THUNDER BAY – Starting Thursday, the City of Thunder Bay will be cracking down on parking regulations.
At city council’s meeting on Monday, City Manager John Collin announced there will no longer be warnings issued for parking infractions.
“We were giving first time warnings," Collin said in an interview after the meeting.
"We created a whole slew of new parking regulations – areas that before you didn't have to pay at all, extended hours in other areas and the residents and the businesses need time to adapt to that.
“Where we saw violations and they were first time offenders, we issued a warning during the last two months.”
Collin said the education phase is over at this point.
“We do have to drive towards making parking a self-sufficient entity that we're not subsidizing anymore. It's time to now issue violations with fines.”
There were quite a few first-time warnings issued, he said.
“I think it was a useful exercise to give that grace period and educate the public as to what the requirements were moving forward. Sooner or later, you have to enforce your own bylaws and it's time.”
Collin said the decisions have been made at this point.
“Parking must become self-sustaining. Council has decided that in the future they do not want to be subsidizing parking, establishing all of our parking zones. Maintaining them costs money.

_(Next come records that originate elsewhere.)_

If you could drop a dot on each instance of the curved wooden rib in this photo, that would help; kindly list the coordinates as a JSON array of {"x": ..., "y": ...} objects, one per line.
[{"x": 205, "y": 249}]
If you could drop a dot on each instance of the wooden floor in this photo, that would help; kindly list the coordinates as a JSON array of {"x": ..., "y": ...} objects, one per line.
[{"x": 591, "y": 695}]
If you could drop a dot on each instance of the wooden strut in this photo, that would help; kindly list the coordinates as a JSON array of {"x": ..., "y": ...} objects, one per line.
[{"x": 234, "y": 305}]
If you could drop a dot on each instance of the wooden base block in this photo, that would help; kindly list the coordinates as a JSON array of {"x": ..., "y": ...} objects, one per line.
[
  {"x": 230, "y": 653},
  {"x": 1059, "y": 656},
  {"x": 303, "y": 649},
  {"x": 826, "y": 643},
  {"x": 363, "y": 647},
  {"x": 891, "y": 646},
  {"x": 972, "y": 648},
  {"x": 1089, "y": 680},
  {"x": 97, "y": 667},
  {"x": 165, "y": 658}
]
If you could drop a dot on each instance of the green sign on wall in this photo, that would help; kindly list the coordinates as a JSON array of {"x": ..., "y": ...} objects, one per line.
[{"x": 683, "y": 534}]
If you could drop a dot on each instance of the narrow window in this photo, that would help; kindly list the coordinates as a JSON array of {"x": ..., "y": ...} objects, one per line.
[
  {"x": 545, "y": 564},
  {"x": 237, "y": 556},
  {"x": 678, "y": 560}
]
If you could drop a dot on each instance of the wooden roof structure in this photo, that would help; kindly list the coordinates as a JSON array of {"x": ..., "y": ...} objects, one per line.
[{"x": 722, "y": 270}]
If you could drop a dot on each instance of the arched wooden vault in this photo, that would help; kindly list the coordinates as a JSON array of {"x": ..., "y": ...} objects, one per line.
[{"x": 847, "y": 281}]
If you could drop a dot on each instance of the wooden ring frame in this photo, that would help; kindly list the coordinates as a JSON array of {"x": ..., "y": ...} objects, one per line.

“For those who are looking for a less expensive option, I would strongly encourage the parkades. The rates in our parkades are extremely low."
The city wants to go towards a user-pay system.
“The reality is establishing parking within the city costs us money, which means by extension, it costs the taxpayer money.
“That is to say those who use the parking ought to pay for it,” he said
A media release issued Tuesday said vehicles that violate the new expanded hours and paid-parking area regulations throughout Thunder Bay will no longer receive a first-time offence warning and will receive a ticket starting on Thursday.
Hours of enforcement, parking rates and enforcement locations were changed effective June 1 of this year.
Since that time, Municipal Parking Services officers have issued written warnings to a vehicle or given verbal warnings to drivers on-scene for the new hours and location rules.
These warnings will cease as of 7:00 a.m. Thursday morning, the release said.
The warnings were to assist drivers in adapting to the new paid parking locations and hours of enforcement.
As part of the engagement process regarding changes to parking, the city heard about parking challenges in the North Core with ongoing construction by the city, the release said.
Council ratified the creation of two-hour parking exemptions in areas of major municipal construction, which allows the city manager the authority to designate free two-hour metered parking zones where areas are designated as a temporary exemption zone.
The first area to receive this temporary designation will be specific streets in the area of the North Core Streetscape Renewal, where free two-hour, metered parking will be available on the following streets effective Tuesday, Aug. 13:
- Court Street – from Lincoln Street to Van Norman Street
- Cumberland Street – from Lincoln Steet to Van Norman Street
- Red River Road – Algoma Street to Water Street (does not include surface lots or Parkade)
- Park Avenue – Court Street South to Cumberland Street South
- Cook Street- Court Street North to St. Paul Street
- St. Paul Street – Red River Road to Van Norman Street
- Lorne Street
Where meters are designated for two-hour free parking, they will have clearly marked meter head covers. Drivers are asked to pay attention to the signage.
More information about parking times, rates and locations can be found at thunderbay.ca/parking.